I had a year, recently, where I was without car, because I didn't have the capital to buy one after being away for a bit. Going back to buses was horrific, but it's taught me to value what I have.

Anyhow, I'm ranting on now, I'll apologise for judging, and telling you how to parent (I'm yet to be one, so I'm sure you can tell me it's not easy), but think about the implications of buying a car for your kids!
Happy to receive lots of responses as to how brilliant it was and necessary it was for other peoples kids to have cars, but I'm well of the opinion it's not a good idea! A job and savings is though!
JamButty - on 15 Sep 2017
In reply to Tomtom:

no apology needed TomTom.....I know exactly where you're coming from and I was the same as you; my rusty old Fiat Panda at 20 was my baby....
I've had this "debate" with the wife. Not sure if I lost or we just compromised... ;-)
This ones our youngest. The oldest has tried, failed a few times and now given up to pass her test so we're thinking having a suitable sized car to drive regularly might incentivise both kids.

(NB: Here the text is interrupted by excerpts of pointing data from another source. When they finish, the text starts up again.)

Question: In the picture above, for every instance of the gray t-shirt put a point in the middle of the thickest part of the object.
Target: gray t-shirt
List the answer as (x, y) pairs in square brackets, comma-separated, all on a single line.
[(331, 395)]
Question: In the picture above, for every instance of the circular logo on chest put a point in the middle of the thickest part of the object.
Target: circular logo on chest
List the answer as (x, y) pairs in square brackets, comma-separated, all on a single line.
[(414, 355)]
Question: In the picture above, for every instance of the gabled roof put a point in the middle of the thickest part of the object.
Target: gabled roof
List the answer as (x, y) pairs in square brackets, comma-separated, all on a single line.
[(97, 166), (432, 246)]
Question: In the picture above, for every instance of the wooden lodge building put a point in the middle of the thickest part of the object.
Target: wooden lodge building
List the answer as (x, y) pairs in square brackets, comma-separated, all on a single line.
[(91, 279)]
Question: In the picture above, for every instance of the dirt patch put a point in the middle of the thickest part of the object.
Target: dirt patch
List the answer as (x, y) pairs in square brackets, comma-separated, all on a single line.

Thanks for everyone's input much appreciated, I am swaying to autotrader or similar so I need to do some homework. A new car I'd be too nervous about damage....
Ferret on 15 Sep 2017
In reply to JamButty:

I'm a few years from needing to figure this for my kids but the pros and cons of various routes are interesting.
I bought my first banger 4 days before my 17th and was commuting with a friend asleep in the passenger seat a week later.... Having a banger seemed a good learning experience to me. And back then size didn't matter quite so much as insurance wa sless an issue so at 17 I was learning in a Renault 18, a car that's probably the equivalent of a mid spec/engine size mondeo/insignia now..... having a large car from day one was good for me I think, confidence and ability wise.

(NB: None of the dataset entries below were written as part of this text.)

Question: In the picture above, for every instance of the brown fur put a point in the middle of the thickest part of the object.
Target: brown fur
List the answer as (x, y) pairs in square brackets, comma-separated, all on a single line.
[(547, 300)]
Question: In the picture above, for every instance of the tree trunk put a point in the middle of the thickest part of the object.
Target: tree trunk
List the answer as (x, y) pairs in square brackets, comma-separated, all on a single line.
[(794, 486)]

I can see the benefits of lease/HP a new supermini and getting a years insurance chucked in on the deal (where possible) but like you I'd be nervous of damage. I think on a new car (and especially a lease/hand it back basis) you would either have to claim on insurance for anything or be prepared for rectification charges running into hundreds for one or two minor scuffs/dings that you would cheerfully ignore on your own car. So old car feels better as if you get lucky with a parking scrape or a minor ding that affects your car but not the others you can choose to ignore, bodge fix or do properly as you see fit. Scrappy can be your friend for a minor bumper ding, or lost mirror or whatever....

So - for me I'd trend towards buying a very small, older car and if kids need any 'life lessons' even if you buy it (and help with insurance) you make them responsible for as much of the paperwork, admin and running costs as you need. I think the work of running an old car, dealing with repairs and garages etc is beneficial rather than the rather cosseted new car, things don't go wrong, annual service, no nasty surprises route.

It may still be too big/powerful to be economically sensible but I think I might try to time the replacement of family car number 2 to be about 8 to 10 years old around when kids need to learn and hopefully use it/pass it on at that stage.